When i look at the china law page. 5 of the 7 shoes look fairly different than my memory of Addias shoes. Two are spot on (including stripe layout and design) except for the extra stripe.

If the trademark is on the 3 stripes though are the similarities enough to confuse a moron in a hurry? I think in Lots 3589 and 3601 the answer may be yes.

MLS (profile) says:

Adidas v. Payless

One can view the products judged to infringe Adidas’ trademark by taking a look at the jury verdict form posted at:

Note that a major factor in the amount awarded is based upon jury findings that Payless acted in a manner outside the bounds of “good faith”. These findings account for about $300M of the damages awarded. Whether those damages hold up on appeal is an entirely different matter.

In answer to the question posed by the article’s title, no…one cannot “own” three stripes.
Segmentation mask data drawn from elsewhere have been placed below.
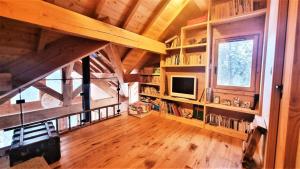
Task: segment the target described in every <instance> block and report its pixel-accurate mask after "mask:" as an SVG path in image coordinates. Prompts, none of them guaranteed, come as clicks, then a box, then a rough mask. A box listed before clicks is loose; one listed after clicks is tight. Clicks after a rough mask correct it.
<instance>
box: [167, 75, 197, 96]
mask: <svg viewBox="0 0 300 169" xmlns="http://www.w3.org/2000/svg"><path fill="white" fill-rule="evenodd" d="M196 88H197V78H196V77H195V76H175V75H173V76H171V96H175V97H182V98H187V99H194V100H195V99H196V98H197V91H196V90H197V89H196Z"/></svg>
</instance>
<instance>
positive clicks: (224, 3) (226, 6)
mask: <svg viewBox="0 0 300 169" xmlns="http://www.w3.org/2000/svg"><path fill="white" fill-rule="evenodd" d="M262 4H263V2H261V1H257V0H229V1H225V2H222V3H218V4H215V5H214V6H213V7H212V13H213V15H212V19H223V18H228V17H231V16H236V15H241V14H245V13H249V12H252V11H254V10H255V9H257V8H262V7H261V6H262Z"/></svg>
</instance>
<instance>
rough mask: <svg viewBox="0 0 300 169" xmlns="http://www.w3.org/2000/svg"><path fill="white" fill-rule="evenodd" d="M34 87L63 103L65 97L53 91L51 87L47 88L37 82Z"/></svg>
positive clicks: (41, 84) (61, 94)
mask: <svg viewBox="0 0 300 169" xmlns="http://www.w3.org/2000/svg"><path fill="white" fill-rule="evenodd" d="M32 86H33V87H35V88H37V89H39V90H40V91H42V92H44V93H47V94H49V95H50V96H52V97H54V98H56V99H58V100H60V101H63V95H62V94H60V93H58V92H57V91H55V90H53V89H51V88H50V87H48V86H46V85H45V84H43V83H41V82H36V83H34V84H33V85H32Z"/></svg>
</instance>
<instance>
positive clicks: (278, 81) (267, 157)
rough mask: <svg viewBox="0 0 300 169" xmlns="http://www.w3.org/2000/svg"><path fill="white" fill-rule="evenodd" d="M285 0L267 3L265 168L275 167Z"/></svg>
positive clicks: (277, 125)
mask: <svg viewBox="0 0 300 169" xmlns="http://www.w3.org/2000/svg"><path fill="white" fill-rule="evenodd" d="M288 4H289V1H270V7H269V19H268V20H269V23H268V24H269V30H268V42H267V51H266V64H265V67H264V69H265V74H264V89H263V91H264V94H263V97H264V98H263V104H262V116H263V118H264V119H265V121H266V124H267V127H268V133H267V140H266V150H265V158H264V167H265V168H275V158H276V157H275V156H276V144H277V139H276V138H277V136H278V133H277V132H278V131H277V130H278V121H279V110H280V106H281V105H280V100H281V91H280V90H278V89H276V85H281V84H282V74H283V73H282V72H283V64H284V57H285V43H286V32H289V31H287V28H286V22H287V17H288V6H289V5H288ZM271 28H272V29H271Z"/></svg>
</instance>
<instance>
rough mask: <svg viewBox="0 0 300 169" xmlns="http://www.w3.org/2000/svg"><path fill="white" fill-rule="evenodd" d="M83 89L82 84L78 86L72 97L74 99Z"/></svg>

What the holder of a trademark can do is try to prevent similar marks from being used on similar goods that present a reasonably likelihood of confusion on the part of consumers exercising ordinary care and prudence when purchasing such goods.

On the more generic guestion of whether or not trademarks are “property”, it does not admit to any easy yes/no answer. Yes, an attribute of “property” is that it gives the holder the right to exclude others from using same. Trademarks do seem to give a right to exclude, but only in the sense that the exclusionary right will be enforced when there is demonstrated a reasonable likelihood of confusion. On the other hand, and quite unlike patents and copyrights, trademarks are not “property” in the classical sense. Property can always be sold. A patent per se can be sold. A copyright per se can be sold. A trademark per se cannot be sold under US law. If it is “sold” as an adjunct to the sale of a business, with the underlying rationale being that a trademark represents a form of goodwill, and not a separate and independent piece of property.

CJ says:

I question which patent/trademarks they can and are suing for. If I sell a widget whose unique design I have protected and I have trademarked a letter m in the spartan typeface as my distint brand. And someone starts selling knockoff widgets with a letter n in spartan or a letter m in copperplate it seems stupid to believe that becasue I have a trademark on a spartan m that I should therefore by default also own rights on every other letter in that typeface or over the letter M in any other typeface, and thus I should not be able to expect to successfully litigate for brand infringement over the use of a trademark that might be similar, but is not mine. However if that knock off widget copied my protected desgin for the widget itself I could sue on those grounds and should expect to be able to point to the use of the fairly similar to my trademark mark used on the widget to lend a great deal of credence to my allegations that the knock off was not only infringing upon my widget design, but was specifically attempting to do financial damage to my sales of the spartan m widget.

I think in general reports of what Addidas is suing over are most likely misconstrued, and really they are suing over infringements on trainer designs which were protected by patent, but using the similar stripe designs to further argue intentional infringement and not that the company is trying to claim they own all stripes. Of course corporations practicing logic in action is rare anymore, so perhaps they think they own stripes, in which case some judge should hand them the smackdown.